CSIS estimates that the Iran war has sharply cut into several US missile and air-defense stocks, with replacement timelines running from months to years.

Sofia Marchetti

By Sofia Marchetti · World Affairs Correspondent

3 min read

US missile use in Iran war raises stockpile concerns
Photo: Al Jazeera

Renewed US attacks on Iran have intensified questions about how long Washington can sustain a high-tempo missile campaign. A Center for Strategic and International Studies analysis says the war has consumed large shares of several of the US military’s most important weapons.

President Donald Trump is due to speak Wednesday at a defense summit at the US Army War College in Carlisle, Pennsylvania, where Al Jazeera reported he is expected to praise military investment. The address comes after US Central Command resumed heavy strikes on Iranian military sites last week, saying the attacks were meant to weaken Tehran’s military capabilities.
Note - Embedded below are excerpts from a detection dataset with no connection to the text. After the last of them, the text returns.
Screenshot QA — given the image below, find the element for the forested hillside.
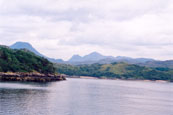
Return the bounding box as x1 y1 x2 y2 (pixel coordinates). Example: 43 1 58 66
0 46 55 73
55 63 173 81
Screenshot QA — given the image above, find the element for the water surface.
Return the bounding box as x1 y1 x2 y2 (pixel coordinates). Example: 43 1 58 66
0 79 173 115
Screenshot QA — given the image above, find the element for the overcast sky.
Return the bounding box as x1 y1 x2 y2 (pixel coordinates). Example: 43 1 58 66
0 0 173 60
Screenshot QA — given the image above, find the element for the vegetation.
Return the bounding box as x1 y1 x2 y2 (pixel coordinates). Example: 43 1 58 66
55 62 173 81
0 46 55 74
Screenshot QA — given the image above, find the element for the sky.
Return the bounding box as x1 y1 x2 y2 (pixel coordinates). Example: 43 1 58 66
0 0 173 60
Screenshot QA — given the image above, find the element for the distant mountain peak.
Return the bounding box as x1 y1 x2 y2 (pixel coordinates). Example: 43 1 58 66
10 42 45 57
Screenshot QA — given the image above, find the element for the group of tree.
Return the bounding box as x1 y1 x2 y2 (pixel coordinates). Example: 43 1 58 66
55 62 173 81
0 46 55 73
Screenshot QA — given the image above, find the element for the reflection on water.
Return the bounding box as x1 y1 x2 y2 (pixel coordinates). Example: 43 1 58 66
0 79 173 115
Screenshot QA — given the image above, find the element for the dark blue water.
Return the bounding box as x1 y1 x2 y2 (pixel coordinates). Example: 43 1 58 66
0 79 173 115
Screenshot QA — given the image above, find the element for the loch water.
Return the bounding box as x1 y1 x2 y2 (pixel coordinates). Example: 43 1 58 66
0 78 173 115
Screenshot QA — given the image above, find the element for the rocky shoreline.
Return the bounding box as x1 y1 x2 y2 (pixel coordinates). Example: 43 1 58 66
0 72 66 82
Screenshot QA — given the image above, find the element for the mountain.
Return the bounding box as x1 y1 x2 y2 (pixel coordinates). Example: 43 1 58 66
10 42 45 57
55 62 173 81
10 42 154 65
67 52 154 65
138 60 173 68
10 42 64 63
68 55 82 62
68 52 114 65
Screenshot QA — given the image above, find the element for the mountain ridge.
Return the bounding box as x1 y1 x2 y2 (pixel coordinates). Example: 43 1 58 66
10 42 162 65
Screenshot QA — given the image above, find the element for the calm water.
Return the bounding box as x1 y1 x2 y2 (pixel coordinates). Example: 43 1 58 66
0 79 173 115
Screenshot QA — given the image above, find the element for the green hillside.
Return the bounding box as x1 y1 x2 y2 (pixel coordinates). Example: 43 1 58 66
0 46 55 73
55 63 173 81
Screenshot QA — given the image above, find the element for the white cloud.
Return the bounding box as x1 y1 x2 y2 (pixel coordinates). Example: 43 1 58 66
0 0 173 59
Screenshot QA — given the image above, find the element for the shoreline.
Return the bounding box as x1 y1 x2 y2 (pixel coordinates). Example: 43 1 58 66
0 72 66 82
67 76 172 83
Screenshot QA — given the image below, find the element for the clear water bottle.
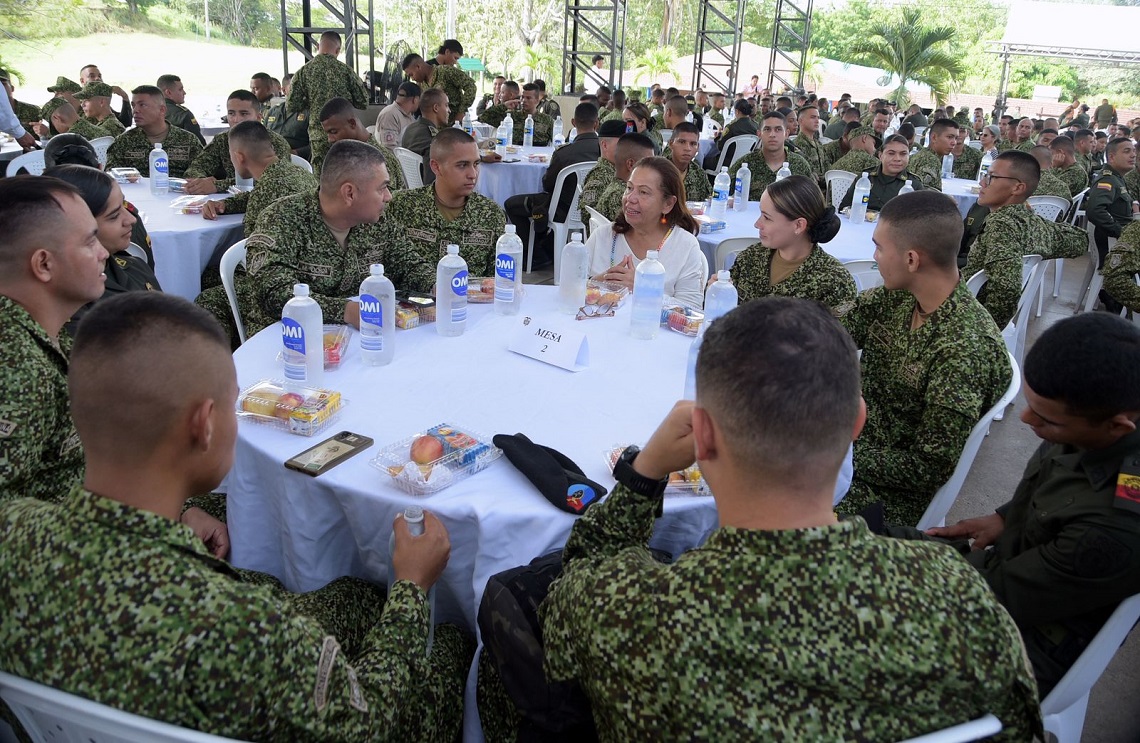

Conflict resumes after ceasefire

Al Jazeera reported that the US and Iran had reached a ceasefire in April and signed a memorandum of understanding in June. The fighting escalated again after Iran fired on three commercial ships in the Strait of Hormuz, which Tehran said had used a shipping route it had not approved, according to the report.

US attacks have continued for several nights, including strikes on railway tracks and bridges, Al Jazeera reported. Iran’s Islamic Revolutionary Guard Corps has carried out retaliatory attacks on US military assets in Bahrain, Oman, Qatar and Kuwait, according to the same report.

More than a dozen people have been killed in Iran since the latest US strikes began, including civilians, Al Jazeera reported. In a Fox News interview aired Tuesday, Trump threatened to hit Iranian power plants and bridges unless Tehran negotiates; attacks on civilian infrastructure are prohibited under international law.

CSIS says key stocks have fallen

CSIS said US weapons supplies have been reduced but are not yet at a critical level. Because official stockpile figures are classified, the Washington think tank based its estimates on available data and reported use during the first 39 days of the war, when it said the US struck more than 13,000 targets.

CSIS focused on seven major systems: Tomahawk cruise missiles, Joint Air-to-Surface Standoff Missiles, Precision Strike Missiles, Standard Missile-3 interceptors, Standard Missile-6 missiles, Terminal High Altitude Area Defense interceptors and Patriot missiles.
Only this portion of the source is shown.